As part of the larger research initiative, investigation of the effect of litigation and the suggestion to malinger was conducted. Results from these analyses, presented in Tables 3 and 4, demonstrated that significant differences across conditions were found in terms of continuous outcome scores for the TSI-2 ATR and the SIMS (p = .021 and .000, respectively), but not for the M-FAST or TOMM Trial 2. Post hoc comparisons using Tukey HSD revealed significant differences between condition 4 and conditions 1 and 2 for total scores on the TSI-2 ATR and between condition 4 and condition 1 for total scores on the SIMS. When evaluating differences in terms of number of participants exceeding recommended clinical cut-offs, significant differences across groups were found for the TSI-2-ATR and TOMM trial 2 (p = .010 and .026, respectively). As such, instructional condition was not controlled in subsequent analyses by means of pooled-within group correlational analyses.

Table 3 Analysis of variance for continuous outcome scores by condition
Table 4 Number of failures by measure by condition

Hypotheses for the present study were tested by generating bivariate correlations across all four measures of malingering, in order to examine convergent and discriminant validity through a multi-trait, multi-method matrix. Correlations were produced using a pooled-within group correlation matrix, which assumes invariance across instructional conditions. Results of total score correlations are presented in Table 5. Absolute values of correlations ranged from 12 to .65.

Table 5 Bivariate, pooled-within group correlations between SVT and PVT total scores, total sample (N = 411)

Convergent validity between symptom validity measures was demonstrated through moderate, but statistically significant correlations between the SIMS, M-FAST, and TSI-2 ATR. Notably, the correlation between the TSI-2 ATR and the M-FAST (r = .51, p < .01, two-tailed), while significant, was weaker than correlations between the TSI-2 ATR and the SIMS, or the SIMS and the M-FAST, suggesting that these two measures may capture different subdomains of the malingering construct.

As predicted, correlations between the PVT (the TOMM) and the SVTs were weaker than correlations across the three SVTs (ranging from − .12 to .28, p < .01, two-tailed). It is noted that correlations between the SVTs and the TOMM were negative, as lower scores on the TOMM reflected poorer performance indicative of dishonest responding. This is reversed from the SVTs in which lower scores reflected a more “honest” performance. Therefore, negative correlations between the TOMM and SVTs indicated convergent validity, however weak.

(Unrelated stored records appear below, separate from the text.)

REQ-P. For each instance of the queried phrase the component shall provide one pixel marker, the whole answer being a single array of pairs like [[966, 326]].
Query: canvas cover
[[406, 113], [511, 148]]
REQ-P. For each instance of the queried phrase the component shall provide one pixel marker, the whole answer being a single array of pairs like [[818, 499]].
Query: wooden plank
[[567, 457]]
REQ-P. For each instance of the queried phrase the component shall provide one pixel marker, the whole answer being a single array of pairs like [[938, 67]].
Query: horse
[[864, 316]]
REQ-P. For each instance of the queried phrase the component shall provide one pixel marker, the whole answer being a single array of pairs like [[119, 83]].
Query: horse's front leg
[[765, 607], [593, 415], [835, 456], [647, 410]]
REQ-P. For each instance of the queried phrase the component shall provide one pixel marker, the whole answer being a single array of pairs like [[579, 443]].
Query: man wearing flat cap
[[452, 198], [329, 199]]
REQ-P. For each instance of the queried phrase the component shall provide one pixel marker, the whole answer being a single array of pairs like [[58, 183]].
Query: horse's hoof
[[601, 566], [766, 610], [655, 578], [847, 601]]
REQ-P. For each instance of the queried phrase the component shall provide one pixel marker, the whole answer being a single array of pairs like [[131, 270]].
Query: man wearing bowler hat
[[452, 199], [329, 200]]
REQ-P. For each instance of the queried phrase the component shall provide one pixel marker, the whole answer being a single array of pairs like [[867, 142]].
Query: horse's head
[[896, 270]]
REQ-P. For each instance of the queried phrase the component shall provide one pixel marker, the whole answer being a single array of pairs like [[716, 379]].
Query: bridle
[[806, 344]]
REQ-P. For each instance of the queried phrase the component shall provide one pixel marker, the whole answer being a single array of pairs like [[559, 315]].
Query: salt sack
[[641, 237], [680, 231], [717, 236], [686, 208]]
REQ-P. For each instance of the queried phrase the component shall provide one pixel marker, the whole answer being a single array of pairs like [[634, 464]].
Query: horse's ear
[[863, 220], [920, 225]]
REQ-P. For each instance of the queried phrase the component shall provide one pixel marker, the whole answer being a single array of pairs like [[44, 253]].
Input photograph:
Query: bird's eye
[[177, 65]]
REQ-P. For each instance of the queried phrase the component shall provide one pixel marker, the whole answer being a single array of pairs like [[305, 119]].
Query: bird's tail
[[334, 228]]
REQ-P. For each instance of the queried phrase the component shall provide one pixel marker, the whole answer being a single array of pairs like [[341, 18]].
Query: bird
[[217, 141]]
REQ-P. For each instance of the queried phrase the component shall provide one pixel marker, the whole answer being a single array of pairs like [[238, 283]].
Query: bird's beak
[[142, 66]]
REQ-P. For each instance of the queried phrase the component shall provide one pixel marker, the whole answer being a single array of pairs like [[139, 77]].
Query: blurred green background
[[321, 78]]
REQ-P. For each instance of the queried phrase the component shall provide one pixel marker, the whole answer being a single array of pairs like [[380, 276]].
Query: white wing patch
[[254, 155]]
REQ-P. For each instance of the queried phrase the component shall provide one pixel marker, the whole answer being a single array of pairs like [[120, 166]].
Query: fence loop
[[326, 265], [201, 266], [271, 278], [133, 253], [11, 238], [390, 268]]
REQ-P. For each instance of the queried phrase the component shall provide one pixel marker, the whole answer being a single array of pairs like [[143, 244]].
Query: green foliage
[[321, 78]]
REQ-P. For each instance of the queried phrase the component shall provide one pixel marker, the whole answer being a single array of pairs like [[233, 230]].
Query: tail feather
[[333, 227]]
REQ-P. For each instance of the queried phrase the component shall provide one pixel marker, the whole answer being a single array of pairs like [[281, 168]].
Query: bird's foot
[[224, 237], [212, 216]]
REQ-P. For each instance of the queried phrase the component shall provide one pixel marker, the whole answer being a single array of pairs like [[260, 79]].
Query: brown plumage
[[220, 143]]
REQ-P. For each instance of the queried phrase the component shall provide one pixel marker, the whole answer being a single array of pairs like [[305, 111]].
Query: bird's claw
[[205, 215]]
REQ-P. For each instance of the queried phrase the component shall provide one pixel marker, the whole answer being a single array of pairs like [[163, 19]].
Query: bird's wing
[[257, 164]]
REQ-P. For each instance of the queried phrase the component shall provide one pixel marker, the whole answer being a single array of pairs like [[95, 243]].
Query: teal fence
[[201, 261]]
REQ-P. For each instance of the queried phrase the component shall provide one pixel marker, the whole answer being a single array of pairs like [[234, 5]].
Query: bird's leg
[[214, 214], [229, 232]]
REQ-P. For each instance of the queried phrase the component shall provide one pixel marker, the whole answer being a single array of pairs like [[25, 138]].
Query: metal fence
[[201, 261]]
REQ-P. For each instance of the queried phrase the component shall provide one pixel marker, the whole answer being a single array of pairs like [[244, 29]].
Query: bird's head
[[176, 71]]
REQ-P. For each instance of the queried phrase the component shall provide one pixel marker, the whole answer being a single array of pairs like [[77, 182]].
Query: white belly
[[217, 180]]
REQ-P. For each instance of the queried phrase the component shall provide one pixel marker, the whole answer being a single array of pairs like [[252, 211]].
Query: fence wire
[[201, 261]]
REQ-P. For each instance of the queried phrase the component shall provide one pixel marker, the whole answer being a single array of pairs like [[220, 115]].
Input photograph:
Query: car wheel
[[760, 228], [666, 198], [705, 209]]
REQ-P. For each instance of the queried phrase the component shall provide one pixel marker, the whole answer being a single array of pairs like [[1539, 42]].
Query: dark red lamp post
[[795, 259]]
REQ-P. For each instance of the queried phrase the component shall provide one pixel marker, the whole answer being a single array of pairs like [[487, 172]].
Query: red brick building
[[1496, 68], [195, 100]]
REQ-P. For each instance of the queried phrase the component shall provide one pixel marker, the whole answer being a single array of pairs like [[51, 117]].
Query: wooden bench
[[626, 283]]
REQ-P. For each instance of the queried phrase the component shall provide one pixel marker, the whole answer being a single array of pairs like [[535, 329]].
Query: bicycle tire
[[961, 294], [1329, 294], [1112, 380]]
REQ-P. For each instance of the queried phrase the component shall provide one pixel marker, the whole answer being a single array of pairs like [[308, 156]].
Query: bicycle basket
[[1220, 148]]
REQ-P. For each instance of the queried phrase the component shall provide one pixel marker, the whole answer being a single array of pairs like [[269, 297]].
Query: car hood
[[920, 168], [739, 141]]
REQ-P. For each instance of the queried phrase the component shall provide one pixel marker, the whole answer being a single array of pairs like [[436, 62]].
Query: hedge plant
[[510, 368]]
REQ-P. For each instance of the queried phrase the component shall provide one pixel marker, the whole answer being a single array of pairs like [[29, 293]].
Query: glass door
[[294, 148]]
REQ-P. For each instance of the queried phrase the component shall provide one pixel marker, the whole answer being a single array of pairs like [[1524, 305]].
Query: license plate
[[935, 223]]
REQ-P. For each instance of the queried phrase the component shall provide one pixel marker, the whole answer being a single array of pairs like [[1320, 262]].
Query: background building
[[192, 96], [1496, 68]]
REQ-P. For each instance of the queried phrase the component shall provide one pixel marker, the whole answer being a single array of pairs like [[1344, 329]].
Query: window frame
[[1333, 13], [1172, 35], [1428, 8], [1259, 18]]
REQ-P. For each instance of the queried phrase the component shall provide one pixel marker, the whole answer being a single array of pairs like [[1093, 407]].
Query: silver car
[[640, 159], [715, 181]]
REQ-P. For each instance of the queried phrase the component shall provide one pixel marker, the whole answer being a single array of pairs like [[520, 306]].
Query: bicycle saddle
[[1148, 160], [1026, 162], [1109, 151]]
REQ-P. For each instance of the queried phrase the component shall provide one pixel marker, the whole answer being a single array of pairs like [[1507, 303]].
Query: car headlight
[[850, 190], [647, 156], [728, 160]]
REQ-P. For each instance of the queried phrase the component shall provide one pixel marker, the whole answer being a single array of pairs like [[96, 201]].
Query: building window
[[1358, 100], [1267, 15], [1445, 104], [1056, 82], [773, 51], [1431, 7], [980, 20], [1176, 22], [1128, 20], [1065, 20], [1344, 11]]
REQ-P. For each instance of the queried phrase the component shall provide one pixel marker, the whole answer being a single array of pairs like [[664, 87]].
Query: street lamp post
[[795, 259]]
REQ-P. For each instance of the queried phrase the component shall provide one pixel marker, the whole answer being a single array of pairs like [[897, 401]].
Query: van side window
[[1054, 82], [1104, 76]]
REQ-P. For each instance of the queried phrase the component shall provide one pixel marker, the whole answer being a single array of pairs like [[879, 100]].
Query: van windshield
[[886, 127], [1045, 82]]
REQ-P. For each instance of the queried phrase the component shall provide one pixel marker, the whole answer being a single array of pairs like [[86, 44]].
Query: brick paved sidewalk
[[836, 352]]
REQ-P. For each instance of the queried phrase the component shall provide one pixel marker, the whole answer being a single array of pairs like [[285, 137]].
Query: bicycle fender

Limited evidence was found for a method effect. The correlation between the TOMM and the M-FAST, which are both in-person administration tasks, was weak (r = − .12, p < .01, two-tailed) when compared to the SIMS and TSI-2 ATR, which were presented via computer.

Follow-up Analyses

Of the total sample, it is notable that approximately a third of the sample (N = 137) endorsed prior involvement in a motor vehicle accident, which was not the participant’s fault and in which they sustained psychological or physical injuries. Acknowledging the potential effect of prior exposure to a serious motor vehicle accident, the above bivariate, pooled-within group correlations were calculated with the subset of the original sample who endorsed prior exposure to motor vehicle accidents. Results of total score correlations for the subset are presented in Table 6. Absolute values ranged from .16 to .73. In this sample, strong, significant correlations were found between the TSI-2 ATR and the SIMS (r = .73, p < .01, two-tailed). Compared to the full sample correlations, weaker but still significant, correlations were found between the M-FAST and both the TSI-2 ATR and SIMS, suggestive further of convergent validity between the SVT measures. Correlations between the TOMM and SVTs remained weak, yet significant (ranging from − .18 to − .28, p < .05, two-tailed), consistent with the full sample.

Table 6 Bivariate, pooled-within group correlations between SVT and PVT total scores, MVA sample (N = 137)

Using published cut-points, classification rates for failures on none, one, two, three, or all four tests were also examined. Proportions of test failures per condition are presented in Fig. 1. Notably, over 50% of individuals in each condition failed at least one measure, with over 60% of individuals in the “no litigation” condition (condition 2) failing at least one task. The proportion of individuals per group that failed at least two measures ranged from 3.8 to 9.4%. Approximately 10% of the total sample failed three or more measures.

Fig. 1
figure 1

Proportion of failed tests, by condition. Failure rates were calculated using recommended cut-offs

Discussion

Reported findings expand upon previous research by further exploring the relationship between performance validity measures and domain-specific, symptom validity measures in the detection of malingering within a simulated personal injury paradigm. As noted previously, current practice in the assessment of malingered symptomatology, when PTSD is alleged, supports the use of performance validity measures in addition to traditional symptom validity measures; however, this recommendation stems largely from research conducted using civil litigants with documented physical injuries (Alwes et al., 2008; Greiffenstein et al., 1995; Ruocco et al., 2008; Egeland et al., 2015). Given the financial and legal implications associated with successful malingering of PTSD in a civil litigation case, the examination of the relationships among measures of malingering when physical injury is not sustained is necessary.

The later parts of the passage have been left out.